Dans la série incommensurable des dangers guettant les innombrables sites archéologiques du pays des cèdres, un cri d’alarme est lancé cette fois-ci par l’Association Internationale ainsi que les comités nationaux pour la Sauvegarde de Tyr, aux autorités libanaises, à leur tête le Président de la République libanaise, le Premier Ministre, le Gouvernement libanais, le Conseil du Développement et de la Reconstruction (CDR), pour la sauvegarde des sites archéologiques de Tyr, menacés par le tracé de l’autoroute du sud.
Le tracé de l’autoroute du sud dans la région de Tyr, constitue un réel danger pour les sites antiques de cette cité portuaire, et placerait Tyr sur la liste du patrimoine mondial en péril, si l’État n’agirait pas pour la sauvegarde du secteur riche de 26 sites archéologiques par lequel devrait passer l’autoroute.
L’AIST, présidée par M. Jean Leclant, et dirigée par Mme Maha el-Khalil Chalabi (secrétaire générale de l’association), déplore le rapprochement de ce projet de la côte au lieu de le déplacer plus à l’Est, afin d’épargner notamment le port Egyptien dans Palaetyr, zone augurant une abondance en vestiges d’après les rapports des carottages entrepris en 2002. L’AIST dénonce surtout le fait que les travaux se poursuivent faisant fi de la désapprobation des organismes concernés par la protection des sites classés, depuis 1984 sur la liste du Patrimoine Mondial.
Dans ce sens, l’AIST a créé une pétition en ligne « Appel contre l’Autoroute du Sud pour sauver le Patrimoine de Tyr », incitant les Libanais et les amoureux de Tyr à faire part de leur soutien pour empêcher la réalisation de ce projet portant atteinte aux sites archéologiques de Tyr.
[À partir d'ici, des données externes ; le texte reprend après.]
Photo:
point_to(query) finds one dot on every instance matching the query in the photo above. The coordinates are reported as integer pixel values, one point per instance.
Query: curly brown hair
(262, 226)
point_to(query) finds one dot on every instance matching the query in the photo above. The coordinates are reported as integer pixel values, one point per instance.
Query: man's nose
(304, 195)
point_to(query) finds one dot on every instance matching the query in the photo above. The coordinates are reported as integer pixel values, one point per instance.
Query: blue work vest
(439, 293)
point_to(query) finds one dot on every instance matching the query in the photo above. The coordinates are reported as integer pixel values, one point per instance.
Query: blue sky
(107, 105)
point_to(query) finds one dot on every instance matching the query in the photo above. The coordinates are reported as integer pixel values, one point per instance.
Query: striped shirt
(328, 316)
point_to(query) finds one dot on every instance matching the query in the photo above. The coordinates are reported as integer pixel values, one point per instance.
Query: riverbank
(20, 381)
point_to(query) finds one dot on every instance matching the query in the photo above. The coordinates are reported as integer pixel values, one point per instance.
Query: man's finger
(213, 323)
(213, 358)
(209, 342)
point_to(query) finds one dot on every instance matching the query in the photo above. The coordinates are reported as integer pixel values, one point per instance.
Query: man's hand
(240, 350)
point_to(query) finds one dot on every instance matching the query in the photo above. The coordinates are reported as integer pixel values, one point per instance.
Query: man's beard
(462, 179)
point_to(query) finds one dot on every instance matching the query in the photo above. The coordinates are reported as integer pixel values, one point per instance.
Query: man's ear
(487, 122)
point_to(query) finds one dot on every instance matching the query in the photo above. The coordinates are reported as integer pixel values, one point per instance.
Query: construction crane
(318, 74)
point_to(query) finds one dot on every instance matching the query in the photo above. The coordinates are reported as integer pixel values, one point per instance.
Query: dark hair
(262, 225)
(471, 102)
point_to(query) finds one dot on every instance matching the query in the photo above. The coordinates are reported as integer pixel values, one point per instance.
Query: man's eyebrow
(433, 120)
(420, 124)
L’Association rappelle dans le texte joint à la pétition que « l’UNESCO et le Patrimoine Mondial ont demandé à l’État libanais, à travers plusieurs résolutions, d’établir une carte archéologique de la région de Tyr ». Ils appellent surtout au gel provisoire des travaux, à l’arrêt des expropriations, et à « prendre en considération le projet proposé par l’ingénieur responsable des études de l’Autoroute, qui est une déviation alternative au tracé actuel ». Nous invitons fortement tous nos lecteurs à signer cette pétition.
Ce joyau qu’est Tyr, une des cités mères de la civilisation phénicienne, ne doit pas être encore une fois en proie à la dégradation. Déjà que les sites principaux subissent une kyrielle de fléaux dont les menaces incessantes des conflits entre l’Etat hébreu et la Résistance menée par Hezbollah, le remblaiement du port et de la baie Nord de Tyr, le tracé du réseau ferroviaire, les travaux d’infrastructure dans les camps palestiniens de Bass, Borj et Tel El Rachidieh, la défiguration hideuse due à la construction aléatoire et excessive durant la guerre civile d’immeubles estropiant le paysage ; il ne manquait plus aujourd’hui que la mise en place de projets mettant en péril les vestiges phéniciens, perses, romains, grecs, byzantins, croisées, etc.
Le sol du Sud Liban a toujours été le théâtre de conflits et de règlements de comptes, et certains font leur devoir, pour empêcher « qu’un seul grain de la terre du Sud n’échappe d’entre nos mains » comme le scandent les chansons patriotiques. Il incombe cependant aux fils du Sud Liban non seulement de préserver cette terre, mais de protéger également ce que la poussière du temps et l’éclat des bombes n’a pas réussi à détruire, à savoir le legs de nos ancêtres.
Ce chapelet d’infamies commises contre le patrimoine libanais est consternant, aberrant. Les activistes pour la sauvegarde du patrimoine ainsi que les personnes bien intentionnées agissant dans ce sens, ne savent plus tellement où donner de la tête. La plupart des sites archéologiques, classés ou pas, sont menacés par la destruction, la détérioration, la pollution, une avalanche de vandalismes quotidienne, mais surtout par une indifférence et une ignorance titanesque de la part de la société.
Ce qui est d’autant plus épouvantable et insensé, c’est que dans le cas de cette autoroute comme dans le cas des vestiges de la capitale ou d’autres régions, les sociétés ou les entrepreneurs qui s’occupent des travaux portant atteintes aux vestiges, ne veulent jamais discuter ou entendre parler de solutions scientifiques proposées par les archéologues ou les associations, qui, ne demandent jamais l’arrêt définitif des travaux, mais qui proposent des issues permettant de conserver les artefacts et ajoutant des plus-values aux projets. Cet acharnement à la destruction dénote une espèce de complot, dont une poignée de Libanais stipendiés en sont eux-mêmes les auteurs ou les acteurs ; complot visant à raser tout ce qui donne une identité plurielle au pays des cèdres, et le démarque des autres pays arabes.